Coming from the traditional print media, I find the concept of what makes good content, and the meaning of ‘good’ fascinating and also highly bemusing.
You see the concept of ‘good’ is changing rapidly and the baton of decision is being passed with increasing pace from the ‘old school’ – the editors, the commissioners – to the new world, that of the actual, ahem, reader and consumer!
In the photo above you’ll see two men, one is my old boss Paul Dacre, the editor of the Daily Mail (I often use his photo in talks and many people don’t recognise him) and on the right is Mark Zuckerberg, who needs no introduction.

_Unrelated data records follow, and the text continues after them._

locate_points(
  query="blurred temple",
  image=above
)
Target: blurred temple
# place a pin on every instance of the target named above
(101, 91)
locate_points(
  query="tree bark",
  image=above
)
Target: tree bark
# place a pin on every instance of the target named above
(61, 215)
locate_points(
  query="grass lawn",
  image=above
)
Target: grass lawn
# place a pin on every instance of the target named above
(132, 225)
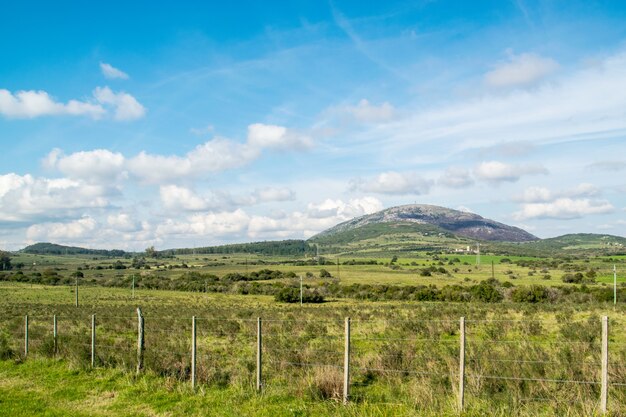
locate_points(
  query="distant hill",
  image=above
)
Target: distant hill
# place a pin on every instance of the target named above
(424, 218)
(45, 248)
(272, 247)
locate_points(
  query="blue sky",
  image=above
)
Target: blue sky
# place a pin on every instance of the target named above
(129, 125)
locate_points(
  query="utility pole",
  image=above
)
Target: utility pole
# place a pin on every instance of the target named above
(478, 254)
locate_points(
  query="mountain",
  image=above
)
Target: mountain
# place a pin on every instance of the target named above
(44, 248)
(425, 219)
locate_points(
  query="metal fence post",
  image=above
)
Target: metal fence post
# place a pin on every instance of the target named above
(140, 340)
(259, 353)
(26, 335)
(193, 352)
(55, 334)
(462, 364)
(346, 363)
(93, 340)
(605, 364)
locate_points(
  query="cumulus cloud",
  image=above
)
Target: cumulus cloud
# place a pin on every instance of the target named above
(317, 217)
(207, 224)
(543, 194)
(563, 208)
(456, 177)
(77, 229)
(216, 155)
(608, 166)
(125, 106)
(110, 72)
(31, 104)
(521, 70)
(123, 222)
(26, 198)
(98, 165)
(496, 171)
(279, 137)
(367, 112)
(297, 224)
(394, 183)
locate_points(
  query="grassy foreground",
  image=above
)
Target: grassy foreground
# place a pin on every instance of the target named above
(46, 387)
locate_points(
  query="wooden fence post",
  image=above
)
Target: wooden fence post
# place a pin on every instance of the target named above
(26, 335)
(193, 352)
(140, 340)
(462, 364)
(55, 334)
(605, 364)
(346, 363)
(259, 353)
(93, 340)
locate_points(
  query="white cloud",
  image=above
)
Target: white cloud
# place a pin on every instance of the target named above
(278, 137)
(111, 72)
(521, 70)
(26, 198)
(199, 131)
(456, 177)
(215, 155)
(123, 222)
(99, 165)
(543, 194)
(174, 197)
(495, 171)
(609, 166)
(77, 229)
(366, 112)
(125, 106)
(395, 183)
(563, 208)
(269, 194)
(209, 224)
(30, 104)
(316, 218)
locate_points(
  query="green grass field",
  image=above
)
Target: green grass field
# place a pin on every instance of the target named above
(526, 359)
(404, 356)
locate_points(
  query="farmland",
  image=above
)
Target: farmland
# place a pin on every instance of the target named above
(534, 357)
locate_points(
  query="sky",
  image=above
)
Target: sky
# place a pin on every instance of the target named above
(175, 124)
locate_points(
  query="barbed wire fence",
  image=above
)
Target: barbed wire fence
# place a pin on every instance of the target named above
(340, 359)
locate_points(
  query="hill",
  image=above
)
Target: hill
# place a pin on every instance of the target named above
(424, 218)
(45, 248)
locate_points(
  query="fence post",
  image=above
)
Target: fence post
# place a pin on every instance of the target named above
(55, 334)
(140, 340)
(346, 363)
(193, 352)
(26, 335)
(605, 364)
(462, 364)
(259, 353)
(93, 340)
(76, 292)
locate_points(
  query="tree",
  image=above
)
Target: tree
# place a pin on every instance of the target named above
(5, 261)
(324, 273)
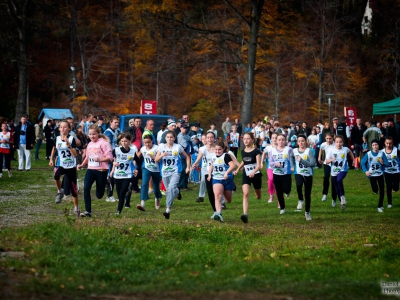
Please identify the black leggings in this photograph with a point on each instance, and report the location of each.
(283, 184)
(122, 186)
(90, 177)
(210, 193)
(377, 182)
(307, 181)
(392, 184)
(327, 174)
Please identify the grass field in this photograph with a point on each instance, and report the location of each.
(140, 255)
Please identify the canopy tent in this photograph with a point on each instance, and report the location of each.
(387, 107)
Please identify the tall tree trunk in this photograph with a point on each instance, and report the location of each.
(247, 105)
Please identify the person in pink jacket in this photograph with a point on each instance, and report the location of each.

This is what happens when the shift of decision of what is ‘good’ changes.
Old world
In the old world, there are various people of power who through whatever reason ‘know’ what makes good content, and what their readers want. Their knowledge comes from experience, and talking with each other to decide on how to put messages across, and what is best for the reader, what the reader does or doesn’t need to know, or it may just come from luck, the luck of being in the right place at the right time and being appointed the oracle. Really though, some of these people only one way conversation with their readers. In the old days, readers would write in by post to let them know although their letters didn’t always reach those on high. Even in the modern world, in which the readers are able to comment on articles and openly criticise them, many in the old world chiefs don’t really care or change direction based on feedback because they believe that they know best. Which maybe they do. Or maybe they did.
New world
Everyone and anyone is a publisher and a media company. Everyone and anyone has the ability to grow and audience and reach people in exactly the same way as traditional media have done for years. Some people are able to reach more people than even the big media outlets. The way anyone can reach an audience is through publishing (same as old media) but here’s the difference. They then need to ride on things like their analytics and insights tabs, and start assessing the weight of negative and positive feedback and then take action on it. By publishing more of what the audience tell them what they want (through likes/comments/shares/engagement). In the new world, you publish, wait, assess and then do more of what your audience feedback to you is ‘good.’ It’s not a one way conversation.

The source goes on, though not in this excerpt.